A bearing is a direction expressed as a number of degrees from north, measured clockwise. North is 0° (or 360°). East is 90°. South is 180°. West is 270°. If someone tells you to “walk a bearing of 135°,” they mean head southeast — exactly halfway between south and east.

Taking a Bearing from a Map

This is the process you will use constantly during orienteering events. You know where you are on the map and where you want to go, and you need the compass to tell you which direction to walk.

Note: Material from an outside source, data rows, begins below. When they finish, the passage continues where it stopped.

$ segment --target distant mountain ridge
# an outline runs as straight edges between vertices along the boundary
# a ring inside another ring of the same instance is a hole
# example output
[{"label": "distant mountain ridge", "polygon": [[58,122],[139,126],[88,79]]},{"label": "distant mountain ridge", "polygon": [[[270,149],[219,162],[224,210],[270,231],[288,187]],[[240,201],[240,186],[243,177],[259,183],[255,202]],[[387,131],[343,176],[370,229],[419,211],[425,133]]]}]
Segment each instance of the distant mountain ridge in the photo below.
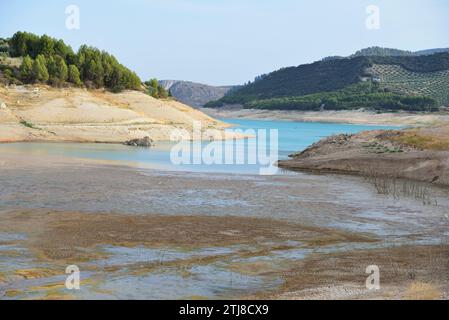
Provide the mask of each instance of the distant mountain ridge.
[{"label": "distant mountain ridge", "polygon": [[348,56],[348,57],[342,57],[342,56],[330,56],[326,57],[323,60],[335,60],[335,59],[346,59],[346,58],[355,58],[355,57],[368,57],[368,56],[382,56],[382,57],[412,57],[412,56],[426,56],[426,55],[432,55],[435,53],[444,53],[449,52],[449,48],[436,48],[436,49],[427,49],[427,50],[420,50],[420,51],[407,51],[407,50],[400,50],[400,49],[393,49],[393,48],[382,48],[382,47],[369,47],[365,49],[361,49],[357,51],[356,53]]},{"label": "distant mountain ridge", "polygon": [[434,53],[444,53],[449,52],[449,48],[437,48],[437,49],[427,49],[420,51],[407,51],[400,49],[392,49],[392,48],[382,48],[382,47],[369,47],[362,50],[357,51],[350,58],[359,57],[359,56],[426,56],[432,55]]},{"label": "distant mountain ridge", "polygon": [[231,90],[237,88],[237,86],[210,86],[180,80],[161,80],[159,84],[169,90],[174,98],[195,108],[203,107],[210,101],[221,99]]}]

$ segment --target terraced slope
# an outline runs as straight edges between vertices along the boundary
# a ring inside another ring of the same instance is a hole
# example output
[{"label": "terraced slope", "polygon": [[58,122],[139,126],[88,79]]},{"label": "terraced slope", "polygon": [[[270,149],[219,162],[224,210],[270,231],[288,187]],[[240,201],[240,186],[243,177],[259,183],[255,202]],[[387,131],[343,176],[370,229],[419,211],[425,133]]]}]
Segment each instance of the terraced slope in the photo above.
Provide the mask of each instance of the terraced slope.
[{"label": "terraced slope", "polygon": [[428,96],[449,105],[449,70],[418,73],[399,65],[375,64],[370,72],[383,86],[395,92]]}]

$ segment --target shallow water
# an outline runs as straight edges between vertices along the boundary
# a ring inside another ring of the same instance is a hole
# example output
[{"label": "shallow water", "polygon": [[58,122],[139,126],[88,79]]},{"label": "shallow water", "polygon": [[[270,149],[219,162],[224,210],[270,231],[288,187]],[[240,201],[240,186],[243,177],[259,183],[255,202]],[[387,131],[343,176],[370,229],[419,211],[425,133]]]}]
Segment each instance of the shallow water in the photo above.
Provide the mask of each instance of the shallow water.
[{"label": "shallow water", "polygon": [[[286,159],[290,154],[307,148],[314,142],[323,137],[340,133],[357,133],[365,130],[391,129],[387,126],[363,126],[352,124],[332,124],[332,123],[307,123],[292,121],[266,121],[266,120],[241,120],[241,119],[222,119],[233,124],[230,130],[278,130],[278,159]],[[397,127],[395,127],[397,128]],[[268,132],[268,131],[267,131]],[[269,136],[269,133],[267,133]],[[267,143],[265,154],[269,154],[271,140],[267,137],[264,141]],[[106,160],[115,163],[132,164],[141,168],[151,168],[170,171],[189,171],[189,172],[214,172],[214,173],[244,173],[258,174],[260,167],[265,165],[251,164],[248,161],[248,152],[251,146],[259,151],[258,140],[251,138],[241,143],[244,148],[240,150],[234,146],[233,163],[234,164],[181,164],[175,165],[170,158],[170,151],[175,143],[157,142],[156,146],[147,148],[136,148],[117,144],[80,144],[80,143],[12,143],[0,144],[1,153],[18,153],[26,155],[51,155],[70,158],[85,158],[95,160]],[[202,149],[209,143],[202,143]],[[185,145],[191,145],[186,143]],[[222,162],[225,162],[225,144],[224,142],[214,142],[216,150],[222,150]],[[193,145],[191,145],[193,150]],[[262,150],[262,149],[261,149]],[[236,159],[240,157],[245,159],[244,164],[237,164]],[[201,155],[191,156],[191,163],[194,159],[201,161]],[[282,174],[283,171],[279,171]]]},{"label": "shallow water", "polygon": [[279,131],[279,158],[306,149],[311,144],[334,134],[354,134],[367,130],[389,130],[400,127],[356,125],[344,123],[297,122],[281,120],[221,119],[240,129],[277,129]]}]

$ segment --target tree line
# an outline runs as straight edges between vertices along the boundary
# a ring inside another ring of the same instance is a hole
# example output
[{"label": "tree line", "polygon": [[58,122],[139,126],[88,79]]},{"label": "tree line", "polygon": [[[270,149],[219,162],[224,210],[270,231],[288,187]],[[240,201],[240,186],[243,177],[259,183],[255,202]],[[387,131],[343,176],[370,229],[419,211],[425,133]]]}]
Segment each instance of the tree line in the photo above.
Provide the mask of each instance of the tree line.
[{"label": "tree line", "polygon": [[141,80],[117,59],[97,48],[83,45],[78,52],[47,35],[17,32],[8,41],[9,55],[23,57],[19,78],[24,83],[108,88],[112,91],[138,90]]},{"label": "tree line", "polygon": [[376,111],[438,111],[435,99],[425,96],[410,96],[391,92],[378,84],[365,82],[348,86],[342,90],[320,92],[296,97],[281,97],[253,100],[244,104],[250,109],[324,111],[356,110],[360,108]]}]

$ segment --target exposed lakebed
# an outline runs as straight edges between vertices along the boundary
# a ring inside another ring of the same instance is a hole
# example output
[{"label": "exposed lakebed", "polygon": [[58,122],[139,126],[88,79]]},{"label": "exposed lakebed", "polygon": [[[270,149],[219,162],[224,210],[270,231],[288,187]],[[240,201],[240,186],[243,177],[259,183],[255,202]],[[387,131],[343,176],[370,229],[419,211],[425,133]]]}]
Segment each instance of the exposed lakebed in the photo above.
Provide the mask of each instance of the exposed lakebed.
[{"label": "exposed lakebed", "polygon": [[[228,122],[278,129],[281,158],[330,134],[379,129]],[[245,297],[276,290],[312,254],[447,240],[445,189],[430,188],[423,204],[356,177],[176,168],[169,150],[0,145],[1,298]],[[69,263],[82,270],[78,292],[64,287]]]}]

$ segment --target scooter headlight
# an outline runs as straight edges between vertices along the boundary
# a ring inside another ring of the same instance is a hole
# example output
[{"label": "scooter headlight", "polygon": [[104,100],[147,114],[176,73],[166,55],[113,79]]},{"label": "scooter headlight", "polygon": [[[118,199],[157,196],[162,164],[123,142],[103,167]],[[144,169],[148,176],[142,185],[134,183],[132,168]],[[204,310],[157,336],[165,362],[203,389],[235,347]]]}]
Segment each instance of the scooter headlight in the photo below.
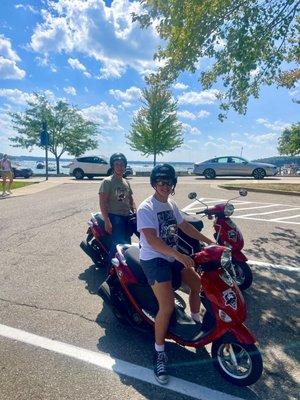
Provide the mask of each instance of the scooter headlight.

  1. Place the compass on the map so the baseplate edge connects your current position to your destination. The direction-of-travel arrow should point toward where you want to go.
  2. Rotate the bezel until the orienting lines inside the housing are parallel to the north-south grid lines on the map, with the orienting arrow pointing toward the top of the map (north).
  3. Read the bearing at the index line where the bezel meets the direction-of-travel arrow.
  4. Pick up the compass. Hold it flat in front of you and turn your whole body until the red end of the magnetic needle sits inside the orienting arrow (this is called “putting red in the shed”).
  5. Look up along the direction-of-travel arrow and pick a visible landmark — a distinctive tree, a rock, a fence post.
  6. Walk to that landmark, then repeat: hold the compass, align the needle, pick the next landmark.

Taking a Field Bearing

Sometimes you see something in the landscape — a hilltop, a building, a distinctive tree — and want to know what bearing it is from your position.

  1. Hold the compass flat at waist level with the direction-of-travel arrow pointing at the feature.
  2. Rotate the bezel until the red end of the needle sits inside the orienting arrow.
  3. Read the bearing at the index line. That is the bearing from you to that feature.

This is useful for identifying features on a map (“that hill is at 230° from me”) and for triangulating your position when you are unsure where you are.

Three-step diagram showing how to take a compass bearing: placing compass on map connecting two points, rotating the bezel to align orienting lines with grid lines, and holding the compass level with the needle aligned inside the orienting arrow while sighting a landmark

Following a Bearing Accurately

Taking the bearing is the easy part. Walking it through dense forest without drifting is where most beginners struggle. Here are techniques that keep you on course:

Leapfrogging with a Buddy

If you are orienteering with a partner (as required by Scouting America Youth Protection policies), send your buddy ahead along your bearing line. When they reach a landmark, walk to them and repeat. Two people leapfrogging stay on a straight line much better than one person walking alone.

Aiming Off

If your destination is on a linear feature (a trail, a stream, a fence), deliberately aim a few degrees to one side. When you hit the feature, you know which direction to turn. If you aimed straight and missed, you would not know whether to go left or right. This technique is covered more deeply in Req 6c — Navigation Techniques.

Counting Paces

Combine your bearing with a pace count (covered in Req 5) to know not just which direction but how far you have traveled. Together, bearing and pace count give you a position fix in featureless terrain.